@MMP2506,
MMP2506;164975 wrote:The fire engines and redness in general are both also dependent upon an observer, and if you looked at the article I posted you would understand why. Reality is something which must be observed to exist, that is one of the properties of reality.
To say that fire engines have the property of being red means that I have observed that fire engines have the property of being red. If nobody ever observed redness, than fire engines would never have that property.
Can I provide any more evidence then what I have presented, I thought that article would make things pretty clear?
Evidence for what? Of course, as I said, color is an interactive property. It depends partly on the object, and partly on the observer. But that does not imply that even if color is a property, it is not a property anyway. It is a property, but, unlike other properties, it is interactive. Why cannot an interactive property also be a property?

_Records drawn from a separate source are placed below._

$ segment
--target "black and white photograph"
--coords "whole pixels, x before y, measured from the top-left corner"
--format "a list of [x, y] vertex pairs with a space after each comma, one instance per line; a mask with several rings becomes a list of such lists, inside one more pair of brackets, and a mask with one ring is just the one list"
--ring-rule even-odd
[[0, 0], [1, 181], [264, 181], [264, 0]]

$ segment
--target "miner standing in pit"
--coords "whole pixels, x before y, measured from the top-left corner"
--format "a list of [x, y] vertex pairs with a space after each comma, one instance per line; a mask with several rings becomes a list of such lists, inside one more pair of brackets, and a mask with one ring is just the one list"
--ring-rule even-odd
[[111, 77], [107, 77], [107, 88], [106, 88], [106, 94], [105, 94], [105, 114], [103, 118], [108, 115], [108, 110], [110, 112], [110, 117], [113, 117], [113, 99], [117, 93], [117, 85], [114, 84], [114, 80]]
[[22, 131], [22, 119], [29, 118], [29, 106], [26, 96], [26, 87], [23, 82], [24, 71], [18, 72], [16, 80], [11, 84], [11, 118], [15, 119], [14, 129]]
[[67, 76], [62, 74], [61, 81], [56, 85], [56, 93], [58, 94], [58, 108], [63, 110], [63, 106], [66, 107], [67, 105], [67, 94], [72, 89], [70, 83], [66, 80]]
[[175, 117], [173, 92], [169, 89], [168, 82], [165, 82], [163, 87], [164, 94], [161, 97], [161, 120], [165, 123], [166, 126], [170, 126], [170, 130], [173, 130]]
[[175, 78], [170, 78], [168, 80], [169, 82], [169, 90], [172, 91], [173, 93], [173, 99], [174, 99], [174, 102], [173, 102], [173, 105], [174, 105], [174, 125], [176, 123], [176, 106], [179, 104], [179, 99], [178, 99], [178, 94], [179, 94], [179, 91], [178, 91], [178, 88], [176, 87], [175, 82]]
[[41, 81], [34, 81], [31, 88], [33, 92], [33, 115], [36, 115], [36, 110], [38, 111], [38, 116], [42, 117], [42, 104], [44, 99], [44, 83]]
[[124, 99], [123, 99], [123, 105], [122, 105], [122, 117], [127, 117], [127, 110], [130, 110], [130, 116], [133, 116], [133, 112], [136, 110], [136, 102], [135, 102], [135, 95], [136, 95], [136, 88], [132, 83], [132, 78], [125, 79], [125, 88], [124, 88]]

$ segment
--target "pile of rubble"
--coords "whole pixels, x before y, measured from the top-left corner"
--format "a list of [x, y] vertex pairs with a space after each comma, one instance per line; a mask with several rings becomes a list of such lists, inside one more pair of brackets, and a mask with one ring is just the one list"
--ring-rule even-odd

By the way, it is simply false that for something to exist it has to be observed. If that we true, a store of gold ore would not exist until we observed it. But, then, how could we have discovered it (by observing it) unless it had existence
before we observed it? Thus, it is not a property of reality that it be observed. Of course, it is a property of what is observed that it be real. But that is something quite different. You should not confuse the proposition that everything that is observed is real (which is, of course, true), with its converse, the proposition that everything that is real is observed, which is, of course, false.
"Logic is logic, that's all I can say". Oliver Wendell Holmes.